The increase in concern about inflation is particularly acute, with 49 percent of business executives saying they view it as more of a risk than deflation over the next six months. That’s up from 27 percent last quarter; in the previous five years, it had never exceeded 38 percent. The main inflationary risk factors cited are – in order – labor costs, raw material costs and interest rate hikes.

On the job front, half of business executives say their companies have the right number of employees. Hiring plans continue to improve, however, with 27 percent of companies saying they plan to fill positions immediately (up two percentage points from last quarter) and another 14 percent (up one percentage point) indicating they have too few employees but are hesitant to hire. Finding the right candidates remains an issue, however: ‘availability of skilled personnel’ remains the No. 1 challenge for businesses for the third quarter in a row.

The AICPA survey is a forward-looking indicator that tracks hiring and business-related expectations for the next 12 months. In comparison, the U.S. Department of Labor’s February employment report, scheduled for release tomorrow, looks back on the previous month’s hiring trends.

The CPA Outlook Index—a comprehensive gauge of executive sentiment within the AICPA survey— rose two points in the fourth quarter to 81, a post-recession high. The index is a composite of nine, equally weighted survey measures set on a scale of 0 to 100, with 50 considered neutral and greater numbers signifying positive sentiment.

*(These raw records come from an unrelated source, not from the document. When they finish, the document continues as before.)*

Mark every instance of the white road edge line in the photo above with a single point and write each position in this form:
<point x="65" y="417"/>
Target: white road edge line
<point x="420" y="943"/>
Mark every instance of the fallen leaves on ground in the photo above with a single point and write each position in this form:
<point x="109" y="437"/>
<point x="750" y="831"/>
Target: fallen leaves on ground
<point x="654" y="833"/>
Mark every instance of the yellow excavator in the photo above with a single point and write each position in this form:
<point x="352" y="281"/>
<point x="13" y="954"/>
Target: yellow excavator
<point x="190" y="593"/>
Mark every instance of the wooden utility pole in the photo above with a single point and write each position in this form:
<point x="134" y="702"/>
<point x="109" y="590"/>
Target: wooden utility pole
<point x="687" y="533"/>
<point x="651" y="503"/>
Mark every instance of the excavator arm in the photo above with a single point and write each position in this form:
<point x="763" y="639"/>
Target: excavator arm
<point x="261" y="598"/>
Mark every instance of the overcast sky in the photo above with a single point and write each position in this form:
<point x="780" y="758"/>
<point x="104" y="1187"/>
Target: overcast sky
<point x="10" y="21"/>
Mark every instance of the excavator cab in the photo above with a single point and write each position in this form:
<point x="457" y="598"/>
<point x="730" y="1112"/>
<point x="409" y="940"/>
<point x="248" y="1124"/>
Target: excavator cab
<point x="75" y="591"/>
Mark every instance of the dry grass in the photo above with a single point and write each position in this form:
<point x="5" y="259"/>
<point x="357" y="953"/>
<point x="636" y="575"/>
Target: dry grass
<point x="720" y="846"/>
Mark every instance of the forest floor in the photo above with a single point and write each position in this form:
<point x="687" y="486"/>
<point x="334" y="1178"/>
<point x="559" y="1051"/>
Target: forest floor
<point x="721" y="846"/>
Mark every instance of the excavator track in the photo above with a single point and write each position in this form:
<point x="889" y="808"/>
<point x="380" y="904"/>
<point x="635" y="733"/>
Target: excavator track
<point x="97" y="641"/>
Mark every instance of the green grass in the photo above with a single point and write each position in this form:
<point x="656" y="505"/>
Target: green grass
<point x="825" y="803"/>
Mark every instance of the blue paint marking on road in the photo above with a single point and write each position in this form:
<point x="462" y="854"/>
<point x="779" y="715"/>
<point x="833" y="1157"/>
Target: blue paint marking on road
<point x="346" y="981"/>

Other key findings of the survey:

  • Asked about their take on potential interest rate hikes over the next 12 months, three-in-four business executives said they had at least a slight concern. But only 10 percent viewed this as a “significant concern.”
  • Asked to quantify the federal tax reform law’s impact on their earnings this year, half of our respondents, excluding those from the not-for-profit sector, expect it to have a positive impact, while 36 percent said they anticipate it will have no impact.
  • Some 29 percent of companies said any tax savings from federal tax reform would go to increased capital spending. Seventeen percent said they would use savings to pay down debt, while almost 13 percent said they would hire more workers. Ten percent said they will issue a dividend to investors, and three percent plan to buy back stock. Another five percent expect to acquire or merge with another company.
  • Most business executives (74 percent) said their companies hadn’t yet passed on tax savings to workers in the form of pay increases or benefit changes. Of those that have, 12 percent increased salaries or wages, and just under five percent offered a one-time bonus.
  • The percentage of business executives who expect their company to expand in the coming year increased from 71 percent to 72 percent, a post-recession high.
  • Revenue and profit expectations for the next 12 months have grown every quarter over the past year, and now stand at 5 percent and 4.4 percent, respectively.